In jedem Fall sollte, sobald ein Konflikt zwischen Führungskräften festgestellt wird und bevor die Zusammenarbeit abgebrochen oder ein Gerichtsverfahren erwogen wird, geprüft werden, ob nicht die Mediation geeignet ist, um zum Ziel zu kommen. Dabei stehen sich einerseits das Klageverfahren mit den Unwägbarkeiten der Rechtslage, der Beweisbarkeit des Anspruchs und der Durchsetzbarkeit des Anspruchs und andererseits die Vorteile der Mediation gegenüber, die insbesondere Kommunikation in Unternehmen wiederherstellt und dadurch eine zukünftige gute Zusammenarbeit sicherstellen kann. Mediation ist somit ein Baustein für den Erfolg eines Krankenhausunternehmens, der insbesondere bei Konflikten Anwendung finden sollte, in die Chefärzte involviert sind. Dadurch werden innerbetriebliche Konflikte reduziert, das Arbeitsklima wird verbessert, Mobbing und Burnout werden vermieden, der Leistungswille im Sinne eines Mitunternehmergeistes wird gesteigert mit der Folge, dass der wirtschaftliche Erfolg eines Krankenhausunternehmens zunimmt. Im Verhältnis zu Patienten und deren Angehörigen werden durch eine Mediation langjährige Prozesse vermieden.

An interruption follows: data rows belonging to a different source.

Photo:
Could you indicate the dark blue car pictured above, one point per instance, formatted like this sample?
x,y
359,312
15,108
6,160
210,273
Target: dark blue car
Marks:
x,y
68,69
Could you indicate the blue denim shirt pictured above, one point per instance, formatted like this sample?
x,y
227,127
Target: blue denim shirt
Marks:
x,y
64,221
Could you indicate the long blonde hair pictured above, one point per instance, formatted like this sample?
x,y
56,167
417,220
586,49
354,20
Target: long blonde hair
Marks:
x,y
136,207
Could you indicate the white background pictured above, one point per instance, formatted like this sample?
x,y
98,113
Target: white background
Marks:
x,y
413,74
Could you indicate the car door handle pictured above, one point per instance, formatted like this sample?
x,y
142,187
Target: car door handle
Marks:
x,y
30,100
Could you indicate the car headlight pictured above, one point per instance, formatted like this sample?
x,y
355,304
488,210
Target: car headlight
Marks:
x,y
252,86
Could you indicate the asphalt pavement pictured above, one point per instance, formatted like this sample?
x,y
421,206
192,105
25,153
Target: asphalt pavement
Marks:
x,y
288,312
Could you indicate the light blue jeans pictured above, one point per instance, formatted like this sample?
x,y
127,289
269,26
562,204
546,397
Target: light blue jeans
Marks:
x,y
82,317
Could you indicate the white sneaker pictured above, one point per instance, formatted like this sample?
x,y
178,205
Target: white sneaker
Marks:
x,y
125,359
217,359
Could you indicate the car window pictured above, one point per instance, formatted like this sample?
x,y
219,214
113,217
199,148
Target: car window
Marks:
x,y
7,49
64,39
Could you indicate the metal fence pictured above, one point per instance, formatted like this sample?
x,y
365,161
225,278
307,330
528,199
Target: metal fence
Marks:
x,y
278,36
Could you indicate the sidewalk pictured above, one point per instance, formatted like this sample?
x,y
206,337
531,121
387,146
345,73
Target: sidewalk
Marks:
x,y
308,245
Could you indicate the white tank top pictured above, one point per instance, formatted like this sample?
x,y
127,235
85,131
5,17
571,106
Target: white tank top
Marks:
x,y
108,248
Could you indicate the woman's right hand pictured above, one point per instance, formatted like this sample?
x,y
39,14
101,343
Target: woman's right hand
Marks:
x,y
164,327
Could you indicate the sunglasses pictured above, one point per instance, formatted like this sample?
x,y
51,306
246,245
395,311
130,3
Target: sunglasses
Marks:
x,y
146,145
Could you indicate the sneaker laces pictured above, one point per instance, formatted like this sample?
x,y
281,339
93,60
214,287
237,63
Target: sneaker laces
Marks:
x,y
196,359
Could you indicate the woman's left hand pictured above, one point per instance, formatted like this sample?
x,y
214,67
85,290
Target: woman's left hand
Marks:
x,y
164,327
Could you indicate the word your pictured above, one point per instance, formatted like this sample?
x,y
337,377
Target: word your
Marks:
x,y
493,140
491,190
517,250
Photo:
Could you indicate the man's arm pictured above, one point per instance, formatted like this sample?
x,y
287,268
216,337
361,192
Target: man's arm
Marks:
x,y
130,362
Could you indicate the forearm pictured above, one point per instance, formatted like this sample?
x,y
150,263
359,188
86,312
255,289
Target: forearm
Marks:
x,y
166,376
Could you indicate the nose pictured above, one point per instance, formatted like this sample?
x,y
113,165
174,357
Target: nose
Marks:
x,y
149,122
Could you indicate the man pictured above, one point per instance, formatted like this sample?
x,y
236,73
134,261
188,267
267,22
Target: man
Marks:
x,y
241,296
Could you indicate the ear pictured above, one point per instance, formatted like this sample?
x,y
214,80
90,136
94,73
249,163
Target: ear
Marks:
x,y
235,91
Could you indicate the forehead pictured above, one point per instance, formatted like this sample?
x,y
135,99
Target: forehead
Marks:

Die 5 Stufen des Mediationsverfahrens

1. Stufe:
Der Mediator und die Medianten sichern sich für die gesamte Dauer des Verfahrens Vertraulichkeit zu. Danach erarbeiten die Mediationsparteien mithilfe des Mediators das Mediationsziel. Wenn dieses vom Arbeitgeber vorgegeben wird, kann eine Mediation nur dann stattfinden, wenn die Medianten sich damit einverstanden erklären. Es gilt das Prinzip der Freiwilligkeit der Mediation. Das Mediationsziel dient dazu, dass die Parteien sich während des gesamten Prozesses daran ausrichten können und sich in der Diskussion weder in Anfeindungen noch in unsachlichen Argumenten verlieren.

2. Stufe:
Der Mediator unterstützt die Medianten bei der Aufbereitung der Konfliktlandschaft. Hierbei ist es ratsam, Einzelgespräche mit den Medianten zu führen, in denen sie nicht sofort mit dem anderen konfrontiert werden. Sie haben dadurch die Chance, den Konflikt in Ruhe zu beleuchten, ihren Emotionen freien Lauf zu lassen und geraten nicht gleich in einen Rechtfertigungszwang. Die Vergangenheit tritt noch einmal deutlich vor Augen, es klärt sich die Motivation für das eigene Handeln. Danach wird alles in eine Struktur gebracht, indem die Konfliktparteien einzeln mithilfe des Mediators den Konflikt thematisch ordnen. Es werden Themen gebildet, die den Konflikt bestimmen, und für jeden Medianten wird eine Themenliste erstellt. Erst im ersten gemeinsamen Gespräch mit beiden Medianten werden die Themen zusammengeführt.

3. Stufe:
Die Medianten arbeiten die Themenliste gemeinsam mithilfe des Mediators ab. Die Themen werden nacheinander behandelt und nicht miteinander vermischt. Die Medianten müssen sich gegenseitig zuhören und die Bereitschaft mitbringen, das Gesagte nachvollziehen und verstehen zu wollen. Es werden die Interessen geklärt, die mit dem einzelnen Thema verbunden sind, und die sich dahinter verbergenden Bedürfnisse werden aufgedeckt. Emotionen und Motivationen werden mitgeteilt. Das bedeutet, dass jeder die Möglichkeit erhält, bei der Gegenseite Verständnis zu wecken und in seiner Position ernst genommen zu werden. Es treten Übereinstimmungen sowie Abweichungen zutage. Die gegenseitige Akzeptanz wächst; die Emotionen beruhigen sich.

4. Stufe:
In einer kreativen Phase entwickeln die Medianten Ideen und verhandeln Lösungsoptionen. Oftmals geben zwischenmenschliche Aspekte, die in einer Mediation zur Sprache kommen, den entscheidenden Impuls zu einer Konfliktlösung.

5. Stufe:
Erst nachdem alle Themen nacheinander abgearbeitet worden sind, erfolgt am Ende die Formulierung einer Mediationsvereinbarung.